Brian Stelter On NBC’s Response to ‘Top of the Morning,’ Negative Reviews
Though the critics have skewered his first book, Brian Stelter chooses to see the coffee cup as half full.
“Honestly, I appreciate the feedback,” says Stelter, 27, author of Top of the Morning: Inside the Cutthroat World of Morning TV, and a media reporter for the New York Times. (Full disclosure: Stelter founded TVNewser when he was a college student)
“I’m not making this up,” he continues. “I want to learn how to be a better writer and reporter. I do think normal readers come away really happy, really entertained.”

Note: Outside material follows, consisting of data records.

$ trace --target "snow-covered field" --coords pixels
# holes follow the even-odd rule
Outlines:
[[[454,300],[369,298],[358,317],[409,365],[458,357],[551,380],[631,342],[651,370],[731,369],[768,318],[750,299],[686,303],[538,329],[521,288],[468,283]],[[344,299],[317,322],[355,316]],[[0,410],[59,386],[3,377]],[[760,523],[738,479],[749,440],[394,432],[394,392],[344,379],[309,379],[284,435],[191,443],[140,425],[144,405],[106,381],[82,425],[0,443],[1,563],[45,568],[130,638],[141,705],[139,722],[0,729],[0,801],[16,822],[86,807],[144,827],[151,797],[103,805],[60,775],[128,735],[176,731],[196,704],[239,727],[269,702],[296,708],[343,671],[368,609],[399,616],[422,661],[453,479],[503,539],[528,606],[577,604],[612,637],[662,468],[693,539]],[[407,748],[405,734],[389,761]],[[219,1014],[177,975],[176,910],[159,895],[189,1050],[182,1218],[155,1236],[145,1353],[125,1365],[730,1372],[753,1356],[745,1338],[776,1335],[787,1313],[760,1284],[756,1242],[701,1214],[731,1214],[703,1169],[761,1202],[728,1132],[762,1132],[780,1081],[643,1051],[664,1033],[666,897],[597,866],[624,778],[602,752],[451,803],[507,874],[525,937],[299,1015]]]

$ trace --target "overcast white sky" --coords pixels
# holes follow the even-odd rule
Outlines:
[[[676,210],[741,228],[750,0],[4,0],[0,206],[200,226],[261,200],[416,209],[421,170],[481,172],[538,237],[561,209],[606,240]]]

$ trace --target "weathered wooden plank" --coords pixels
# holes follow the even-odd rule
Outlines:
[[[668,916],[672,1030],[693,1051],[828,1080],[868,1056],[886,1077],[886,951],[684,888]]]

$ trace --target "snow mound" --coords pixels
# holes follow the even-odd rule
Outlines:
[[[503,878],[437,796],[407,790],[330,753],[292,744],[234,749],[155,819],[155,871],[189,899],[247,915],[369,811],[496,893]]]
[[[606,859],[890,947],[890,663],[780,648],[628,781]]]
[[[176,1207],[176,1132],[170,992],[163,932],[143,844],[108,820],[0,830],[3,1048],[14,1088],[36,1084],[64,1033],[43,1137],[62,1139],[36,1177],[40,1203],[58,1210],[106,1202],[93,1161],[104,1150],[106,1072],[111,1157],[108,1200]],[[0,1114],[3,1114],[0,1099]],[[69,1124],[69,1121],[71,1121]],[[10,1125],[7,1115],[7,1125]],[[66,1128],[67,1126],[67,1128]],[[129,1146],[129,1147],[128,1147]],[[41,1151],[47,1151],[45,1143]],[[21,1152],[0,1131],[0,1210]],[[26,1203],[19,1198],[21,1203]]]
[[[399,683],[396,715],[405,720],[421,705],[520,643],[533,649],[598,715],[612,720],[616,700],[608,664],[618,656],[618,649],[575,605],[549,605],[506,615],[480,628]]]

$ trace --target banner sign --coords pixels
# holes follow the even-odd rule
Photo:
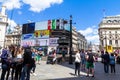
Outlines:
[[[38,39],[35,40],[35,46],[48,46],[49,45],[49,39]]]
[[[33,39],[33,38],[34,38],[34,34],[23,34],[22,35],[22,40]]]
[[[34,46],[35,40],[22,40],[21,46]]]
[[[48,29],[48,21],[36,22],[35,23],[35,31],[36,30],[46,30]]]
[[[34,33],[35,38],[49,38],[50,31],[49,30],[37,30]]]
[[[58,46],[58,39],[59,38],[50,38],[49,39],[49,45],[50,46]]]

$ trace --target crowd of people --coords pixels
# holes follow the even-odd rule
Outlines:
[[[51,49],[48,54],[52,56],[52,64],[57,60],[57,52],[55,49]],[[62,61],[65,61],[65,50],[62,49]],[[30,80],[30,74],[35,74],[36,64],[40,64],[42,51],[30,47],[20,47],[11,45],[8,48],[2,49],[1,63],[2,73],[1,80],[9,80],[9,74],[11,74],[11,80]],[[80,71],[87,73],[86,77],[90,74],[94,77],[94,68],[97,57],[92,53],[92,50],[84,51],[77,50],[75,53],[75,76],[80,76]],[[101,51],[102,63],[104,65],[104,72],[109,73],[109,66],[111,73],[115,73],[116,56],[113,53]]]
[[[30,80],[30,74],[35,74],[36,64],[40,64],[42,52],[31,47],[11,45],[1,51],[1,79]]]
[[[77,50],[75,54],[75,76],[80,76],[80,71],[84,71],[87,73],[86,77],[89,77],[90,74],[94,77],[95,62],[97,62],[97,58],[98,56],[92,53],[92,50]],[[114,53],[101,51],[101,59],[105,73],[116,72],[116,55]]]

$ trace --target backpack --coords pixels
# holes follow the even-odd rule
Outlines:
[[[1,54],[1,62],[2,62],[2,63],[7,63],[7,62],[6,62],[7,57],[8,57],[7,50],[3,50],[3,51],[2,51],[2,54]]]
[[[93,57],[93,54],[92,53],[88,53],[88,59],[87,59],[88,62],[91,62],[93,63],[94,62],[94,57]]]
[[[110,64],[115,64],[115,57],[114,56],[110,56]]]

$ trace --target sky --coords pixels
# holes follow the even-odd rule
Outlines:
[[[103,17],[120,15],[120,0],[0,0],[0,5],[7,7],[12,27],[29,21],[69,20],[72,15],[73,26],[93,44],[99,44]]]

‘Normal readers’ probably don’t include a trio of power players, past and present, from NBC. ‘Morning’ paints a less than flattering portrait of ‘Today’ co-anchor Matt Lauer; his former boss, Jim Bell; and ex-NBC News president Steve Capus.
All were involved, to varying degrees, in the ham-handed – and excruciatingly public — ouster of Lauer’s co-anchor, Ann Curry, according to the book. Bell had dubbed it ‘Operation Bambi,’ not knowing, of course, that Curry would come out looking as innocent and victimized as the white-tailed fawn in his title.
Lauer is the clear villain of the piece, prompting Entertainment Weekly to accuse Stelter of having a ‘vendetta’ against the mega-millionaire anchor.